我小时候有过一次偷吃鸡蛋的经历。
那时候生活条件有限,物资匮乏,温饱都是奢望,鸡蛋对我们来说更是珍贵。它是能换火柴、粮食、油盐的“奢侈品”,唯有生病时才能吃到。对一个孩子而言,吃上一个鸡蛋,是莫大的幸福。记得那天,家里没人,我正巧看到院子里鸡下了蛋,于是偷蛋并匆忙煮了吃掉。那份紧张、激动与兴奋,成了我童年里独享的秘密。现在回想起这段经历,以及当年的生活,虽然贫苦,却深深怀念。

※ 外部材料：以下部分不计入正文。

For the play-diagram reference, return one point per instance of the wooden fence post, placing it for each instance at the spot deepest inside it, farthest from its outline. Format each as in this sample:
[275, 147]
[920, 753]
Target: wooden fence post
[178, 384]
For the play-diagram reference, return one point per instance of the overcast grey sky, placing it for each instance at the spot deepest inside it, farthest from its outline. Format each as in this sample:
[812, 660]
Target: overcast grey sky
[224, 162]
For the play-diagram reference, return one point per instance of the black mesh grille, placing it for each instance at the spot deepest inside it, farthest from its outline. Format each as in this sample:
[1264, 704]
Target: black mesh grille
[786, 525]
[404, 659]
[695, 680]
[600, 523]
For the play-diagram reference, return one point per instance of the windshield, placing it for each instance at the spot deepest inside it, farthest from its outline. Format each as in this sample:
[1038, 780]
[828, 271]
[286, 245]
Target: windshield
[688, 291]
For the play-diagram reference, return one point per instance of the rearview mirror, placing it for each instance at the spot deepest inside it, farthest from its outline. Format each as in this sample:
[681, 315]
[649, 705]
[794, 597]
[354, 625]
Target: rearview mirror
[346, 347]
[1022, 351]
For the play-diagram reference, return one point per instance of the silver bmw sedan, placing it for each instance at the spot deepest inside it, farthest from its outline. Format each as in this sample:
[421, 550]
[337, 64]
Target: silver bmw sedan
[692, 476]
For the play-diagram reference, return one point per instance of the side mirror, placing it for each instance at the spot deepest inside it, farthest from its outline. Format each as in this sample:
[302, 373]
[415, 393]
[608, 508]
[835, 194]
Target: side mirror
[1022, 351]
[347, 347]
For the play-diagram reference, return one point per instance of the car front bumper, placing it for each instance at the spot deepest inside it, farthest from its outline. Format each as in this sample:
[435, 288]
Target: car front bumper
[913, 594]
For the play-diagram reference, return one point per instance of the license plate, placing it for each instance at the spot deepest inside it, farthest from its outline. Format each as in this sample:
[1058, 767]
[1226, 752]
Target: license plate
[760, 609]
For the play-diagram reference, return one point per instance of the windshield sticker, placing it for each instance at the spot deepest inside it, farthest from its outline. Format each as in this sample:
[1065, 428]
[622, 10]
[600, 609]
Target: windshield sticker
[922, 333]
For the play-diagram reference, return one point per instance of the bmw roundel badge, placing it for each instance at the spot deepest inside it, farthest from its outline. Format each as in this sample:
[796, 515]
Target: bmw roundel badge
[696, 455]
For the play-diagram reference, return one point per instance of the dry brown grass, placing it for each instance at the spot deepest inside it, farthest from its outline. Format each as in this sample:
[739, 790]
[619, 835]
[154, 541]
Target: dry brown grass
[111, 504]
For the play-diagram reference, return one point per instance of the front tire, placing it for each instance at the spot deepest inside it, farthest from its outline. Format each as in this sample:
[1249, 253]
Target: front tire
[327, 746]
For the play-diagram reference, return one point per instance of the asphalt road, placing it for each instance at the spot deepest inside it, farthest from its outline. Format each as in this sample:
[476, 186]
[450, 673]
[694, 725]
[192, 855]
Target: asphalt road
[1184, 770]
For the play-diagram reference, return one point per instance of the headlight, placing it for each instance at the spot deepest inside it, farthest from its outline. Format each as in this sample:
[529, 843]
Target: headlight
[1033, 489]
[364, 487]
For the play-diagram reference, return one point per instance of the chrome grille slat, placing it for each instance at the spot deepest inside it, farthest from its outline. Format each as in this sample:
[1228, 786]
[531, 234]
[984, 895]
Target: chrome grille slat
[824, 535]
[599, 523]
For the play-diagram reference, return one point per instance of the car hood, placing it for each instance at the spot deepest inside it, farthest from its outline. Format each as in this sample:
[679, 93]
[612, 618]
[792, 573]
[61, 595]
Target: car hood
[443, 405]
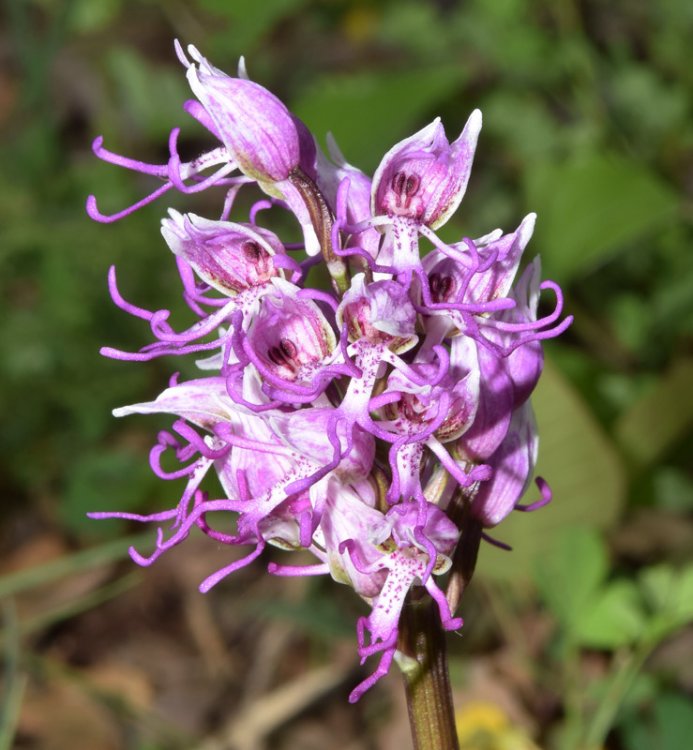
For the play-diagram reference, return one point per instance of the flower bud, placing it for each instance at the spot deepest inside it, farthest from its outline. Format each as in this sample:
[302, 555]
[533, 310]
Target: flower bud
[259, 132]
[230, 257]
[424, 177]
[513, 464]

当时的家,门前有一条河,很宽阔,是灌溉用的引水渠。我三岁那年生了重病,爸爸和叔叔们就天天去河里捕鱼给我吃。没过多久,居然把我这个骨瘦如柴的小家伙养成了一个胖娃娃。冬天,河一上冻,我就和小伙伴们在河上打出溜滑;春天河水解冻了,我们就去钓鱼;夏天游泳,在河边草丛里捉蝈蝈;秋天躺在草地上嗑新毛嗑(即葵花子)……总之,故乡的那条河,一年四季都能找到乐子。

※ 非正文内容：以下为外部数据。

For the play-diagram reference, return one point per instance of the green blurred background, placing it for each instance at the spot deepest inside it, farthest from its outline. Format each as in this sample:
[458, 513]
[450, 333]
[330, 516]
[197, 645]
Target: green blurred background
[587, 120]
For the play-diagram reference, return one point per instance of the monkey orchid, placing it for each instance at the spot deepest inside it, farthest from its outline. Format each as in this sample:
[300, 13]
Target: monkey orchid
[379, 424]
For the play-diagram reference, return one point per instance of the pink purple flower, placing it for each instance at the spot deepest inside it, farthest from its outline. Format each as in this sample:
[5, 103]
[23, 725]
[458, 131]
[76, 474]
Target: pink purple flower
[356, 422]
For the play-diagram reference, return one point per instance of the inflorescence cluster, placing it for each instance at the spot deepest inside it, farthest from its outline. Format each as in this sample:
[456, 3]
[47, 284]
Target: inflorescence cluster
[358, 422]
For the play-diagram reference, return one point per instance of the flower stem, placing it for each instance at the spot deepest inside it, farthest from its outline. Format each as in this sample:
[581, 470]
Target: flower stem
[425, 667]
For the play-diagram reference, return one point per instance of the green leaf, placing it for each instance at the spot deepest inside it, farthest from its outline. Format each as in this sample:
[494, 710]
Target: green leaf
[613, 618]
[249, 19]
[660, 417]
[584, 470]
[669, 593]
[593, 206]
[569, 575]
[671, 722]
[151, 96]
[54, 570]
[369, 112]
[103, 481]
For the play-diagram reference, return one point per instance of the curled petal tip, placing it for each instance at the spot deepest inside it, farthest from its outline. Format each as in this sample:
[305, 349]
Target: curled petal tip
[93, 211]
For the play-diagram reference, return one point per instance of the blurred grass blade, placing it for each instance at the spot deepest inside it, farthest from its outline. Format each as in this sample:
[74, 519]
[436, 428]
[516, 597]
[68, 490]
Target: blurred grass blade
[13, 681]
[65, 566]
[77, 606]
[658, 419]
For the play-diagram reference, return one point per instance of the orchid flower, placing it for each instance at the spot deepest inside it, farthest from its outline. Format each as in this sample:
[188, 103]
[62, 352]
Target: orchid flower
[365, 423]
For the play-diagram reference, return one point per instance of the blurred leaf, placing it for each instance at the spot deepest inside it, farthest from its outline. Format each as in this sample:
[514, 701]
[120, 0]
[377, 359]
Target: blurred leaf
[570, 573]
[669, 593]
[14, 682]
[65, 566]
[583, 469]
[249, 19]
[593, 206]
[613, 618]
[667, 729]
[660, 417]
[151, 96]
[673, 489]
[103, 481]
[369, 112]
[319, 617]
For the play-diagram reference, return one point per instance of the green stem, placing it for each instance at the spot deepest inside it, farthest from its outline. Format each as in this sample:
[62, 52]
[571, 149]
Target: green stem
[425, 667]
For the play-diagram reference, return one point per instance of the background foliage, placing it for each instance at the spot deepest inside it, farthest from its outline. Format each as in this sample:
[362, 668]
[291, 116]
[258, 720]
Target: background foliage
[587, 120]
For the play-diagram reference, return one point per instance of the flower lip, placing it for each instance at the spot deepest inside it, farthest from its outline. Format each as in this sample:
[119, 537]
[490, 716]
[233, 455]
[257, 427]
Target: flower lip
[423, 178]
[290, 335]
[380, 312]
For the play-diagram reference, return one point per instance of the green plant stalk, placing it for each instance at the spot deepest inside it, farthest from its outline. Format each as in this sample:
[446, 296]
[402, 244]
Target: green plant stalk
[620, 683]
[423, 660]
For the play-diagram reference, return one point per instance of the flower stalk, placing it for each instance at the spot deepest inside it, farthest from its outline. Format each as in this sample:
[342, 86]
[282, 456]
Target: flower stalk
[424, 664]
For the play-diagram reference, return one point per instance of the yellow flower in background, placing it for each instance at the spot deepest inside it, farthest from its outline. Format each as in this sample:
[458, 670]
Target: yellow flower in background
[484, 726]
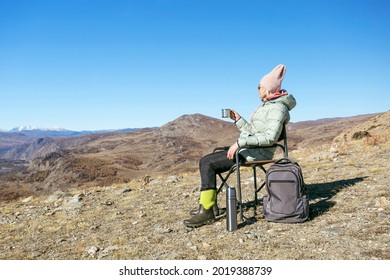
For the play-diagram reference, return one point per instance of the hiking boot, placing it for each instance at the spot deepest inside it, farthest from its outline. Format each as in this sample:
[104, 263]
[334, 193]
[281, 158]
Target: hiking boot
[202, 217]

等我长到六七岁时,我们家搬到了山里。之后很多年,我老是梦见又回到了小河边的那个家。在那里偷吃鸡蛋的事好像还在昨天:大大的蛋握在小小的手里,那热乎乎的感觉,还有煮熟去壳后鸡蛋喷涌而出的香气,让我终生难忘……那是我吃过的最好吃的鸡蛋。
妈妈一直没发现这个秘密,直到我大学毕业,把它当作趣事讲给她听。听我绘声绘色地描述偷蛋的细节,妈妈笑得前仰后合,但笑着笑着就流出了眼泪,愧疚于当年没能煮个鸡蛋给孩子们吃。我安慰她说:“偷蛋的经历不是让童年更有趣、更珍贵,也更值得回忆了吗?”再后来,我问她:“如果当时你发现了我偷吃鸡蛋,会怎么样?”她想都没想就说:“那当然是给你吃啊,傻儿子!”

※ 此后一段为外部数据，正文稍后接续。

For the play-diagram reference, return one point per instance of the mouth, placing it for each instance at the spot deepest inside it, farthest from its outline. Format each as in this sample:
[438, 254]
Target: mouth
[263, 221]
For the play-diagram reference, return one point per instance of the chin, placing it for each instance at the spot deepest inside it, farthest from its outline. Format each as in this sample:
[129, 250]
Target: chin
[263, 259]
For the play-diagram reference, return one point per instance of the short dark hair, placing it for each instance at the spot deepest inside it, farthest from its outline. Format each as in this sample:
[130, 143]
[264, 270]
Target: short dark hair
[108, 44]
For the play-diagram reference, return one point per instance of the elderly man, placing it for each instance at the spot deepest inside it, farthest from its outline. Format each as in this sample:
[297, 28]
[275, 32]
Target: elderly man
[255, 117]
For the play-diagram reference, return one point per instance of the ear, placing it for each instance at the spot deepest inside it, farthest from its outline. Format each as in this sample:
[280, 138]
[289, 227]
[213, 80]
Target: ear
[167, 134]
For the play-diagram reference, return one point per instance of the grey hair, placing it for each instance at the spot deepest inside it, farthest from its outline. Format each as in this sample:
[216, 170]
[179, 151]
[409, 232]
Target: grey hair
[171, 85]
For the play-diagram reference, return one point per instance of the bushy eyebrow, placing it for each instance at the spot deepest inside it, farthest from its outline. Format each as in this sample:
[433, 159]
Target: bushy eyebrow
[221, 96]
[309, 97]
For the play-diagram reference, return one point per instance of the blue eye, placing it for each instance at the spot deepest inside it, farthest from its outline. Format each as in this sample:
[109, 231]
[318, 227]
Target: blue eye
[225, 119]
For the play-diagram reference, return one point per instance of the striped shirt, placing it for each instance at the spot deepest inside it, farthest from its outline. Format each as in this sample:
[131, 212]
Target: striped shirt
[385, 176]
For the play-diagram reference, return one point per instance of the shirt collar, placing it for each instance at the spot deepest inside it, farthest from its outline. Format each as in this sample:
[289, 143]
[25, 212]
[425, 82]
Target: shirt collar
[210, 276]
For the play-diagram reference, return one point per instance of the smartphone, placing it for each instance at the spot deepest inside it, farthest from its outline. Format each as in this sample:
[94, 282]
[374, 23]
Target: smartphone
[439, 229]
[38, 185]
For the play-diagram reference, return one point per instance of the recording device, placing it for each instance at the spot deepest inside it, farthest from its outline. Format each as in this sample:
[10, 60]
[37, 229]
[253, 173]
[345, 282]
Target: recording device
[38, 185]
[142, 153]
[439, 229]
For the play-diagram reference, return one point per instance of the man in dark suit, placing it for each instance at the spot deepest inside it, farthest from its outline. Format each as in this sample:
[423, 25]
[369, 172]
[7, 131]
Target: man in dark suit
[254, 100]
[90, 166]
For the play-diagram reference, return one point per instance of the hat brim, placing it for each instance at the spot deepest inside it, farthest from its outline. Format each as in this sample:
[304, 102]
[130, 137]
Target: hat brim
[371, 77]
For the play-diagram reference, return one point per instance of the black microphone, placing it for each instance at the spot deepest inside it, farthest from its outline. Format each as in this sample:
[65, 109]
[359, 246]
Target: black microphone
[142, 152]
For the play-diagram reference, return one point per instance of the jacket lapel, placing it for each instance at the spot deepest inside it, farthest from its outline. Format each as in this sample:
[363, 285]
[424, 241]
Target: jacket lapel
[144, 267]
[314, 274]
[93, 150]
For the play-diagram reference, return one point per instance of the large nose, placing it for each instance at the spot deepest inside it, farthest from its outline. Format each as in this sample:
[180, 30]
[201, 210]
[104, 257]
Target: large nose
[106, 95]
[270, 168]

很多年后,我邂逅了国际儿童读物联盟(IBBY),并成为一名儿童阅读推广志愿者。有一年,在国外参加联盟的大会时,我把这个偷吃鸡蛋的趣事讲给澳大利亚阅读推广人翠西·阿米奇听,她说:“为什么不把它写成绘本故事呢?”国际儿童读物联盟斯洛伐克分会主席蒂莫特娅·弗拉布洛娃等许多国际友人也建议我把它写成绘本。在2024年国际儿童读物联盟世界大会上,意大利分会主席伊丽莎白·利波利斯让我一定要把故事写下来,还多次来信催促。这些鼓励一次次给了我信心。
2025年,在《东方娃娃》杂志总编辑余丽琼老师的支持下,我终于完成了初稿,经3次修改后定稿。《东方娃娃》邀请了韩国艺术家金东成先生创作图画。看到画稿,我非常惊喜——场景、人物、情绪、节奏等精准还原了我的童年情景。异国画家的深度共情,再次印证了人类的确拥有共通的情感与价值观。
我终于完成了多年的心愿。这本书的成型,还离不开周翔老师的悉心指导,责编石诗瑶老师的细心沟通和编校,以及弟弟晓舟为场景细节提供的中肯建议。从童年秘密到可以翻阅的绘本,编辑团队和诸多亲朋好友都付出了心血,这让我深感温暖。
如今,母亲因年迈记忆衰退,听过的故事转头就忘。听老年科医生朋友说,逗老人开心有助于分泌快乐因子多巴胺,可以延年益寿,于是我就反复讲这个故事逗她开心。她每次都听得津津有味,喜笑颜开。有次她和我说:“儿子来了,芦花鸡下蛋了,我心里乐开了花。”我问她:“开的什么花啊?”她随口应道:“新鲜美丽的花!”
希望这本书能让她心上一直开出快乐的花。